Below are work conditions which I’ve found to be detractors for my personal Flow state (not exhaustive, just some top of mind items).

  1. Changes in priority or leadership. When this happens, the team/org vision becomes fuzzy. The work being performed by members of the team, no matter intellectually challenging, may no longer align to the goal. Even if there’s no change in the goals, the disconnect or unknowns between deliverables and leadership expectation tend to cause churn, making it hard to enter flow state. It’s up to managers to get guide people back to their flow channel through better communication and building triggers into the operating model to adjust how the team should respond to these changes.
  2. Appropriate scope of work not available. Realistically, the appropriate scope with the right level of challenge isn’t always available.

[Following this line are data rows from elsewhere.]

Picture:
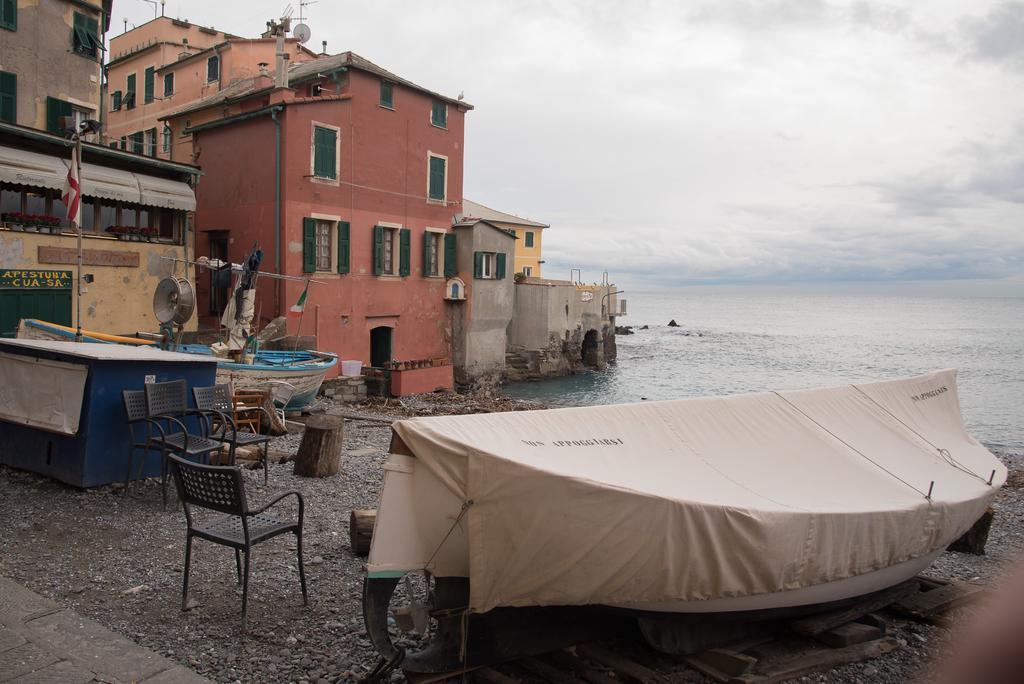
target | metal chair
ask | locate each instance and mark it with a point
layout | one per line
(136, 413)
(221, 488)
(218, 398)
(167, 403)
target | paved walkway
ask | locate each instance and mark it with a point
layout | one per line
(41, 641)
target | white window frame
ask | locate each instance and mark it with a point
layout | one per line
(443, 200)
(394, 229)
(488, 265)
(333, 230)
(439, 234)
(337, 154)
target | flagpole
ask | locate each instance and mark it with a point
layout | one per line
(78, 229)
(298, 331)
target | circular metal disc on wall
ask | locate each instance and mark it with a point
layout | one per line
(174, 300)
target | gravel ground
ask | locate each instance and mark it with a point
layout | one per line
(118, 560)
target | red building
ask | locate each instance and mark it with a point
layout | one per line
(350, 175)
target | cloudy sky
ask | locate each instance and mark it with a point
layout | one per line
(726, 141)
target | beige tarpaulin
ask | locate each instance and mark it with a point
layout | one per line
(42, 393)
(708, 498)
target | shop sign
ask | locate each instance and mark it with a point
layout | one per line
(24, 279)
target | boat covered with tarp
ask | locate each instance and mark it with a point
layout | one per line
(715, 505)
(301, 371)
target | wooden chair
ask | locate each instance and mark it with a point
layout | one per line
(221, 488)
(222, 425)
(167, 404)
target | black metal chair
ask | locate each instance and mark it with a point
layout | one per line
(136, 413)
(221, 488)
(218, 398)
(167, 403)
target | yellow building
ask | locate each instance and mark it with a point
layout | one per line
(529, 236)
(50, 56)
(134, 211)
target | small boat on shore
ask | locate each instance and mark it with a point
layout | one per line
(303, 371)
(735, 507)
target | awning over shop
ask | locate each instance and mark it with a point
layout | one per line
(101, 181)
(30, 168)
(164, 193)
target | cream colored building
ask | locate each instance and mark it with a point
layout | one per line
(50, 60)
(529, 234)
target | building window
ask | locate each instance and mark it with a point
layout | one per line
(324, 245)
(488, 265)
(8, 96)
(325, 153)
(85, 36)
(8, 14)
(438, 114)
(147, 84)
(391, 251)
(129, 99)
(436, 177)
(432, 253)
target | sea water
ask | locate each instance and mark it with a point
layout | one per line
(731, 343)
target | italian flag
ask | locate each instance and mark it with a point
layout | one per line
(300, 305)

If the scope is too low or there’s a disconnect with the team goal, it can be challenging to find the right work to keep people stimulated. It may help to shift focus towards growing functional skills and leadership principles, and finding other career development opportunities.
  3. Challenges or risks too high. What I’ve found to be extremely flow-breaking is poor management of goals and team capacity. There are three interconnected constraints within any project: time, resources, and feature scope. If you assume resources on the team is fixed, then changing feature scope should require a reassessment of time. In cases when leaders set aggressive deadlines and take on new work without growing the team capacity, you end up high anxiety, overworked employees or unpolished features (or both).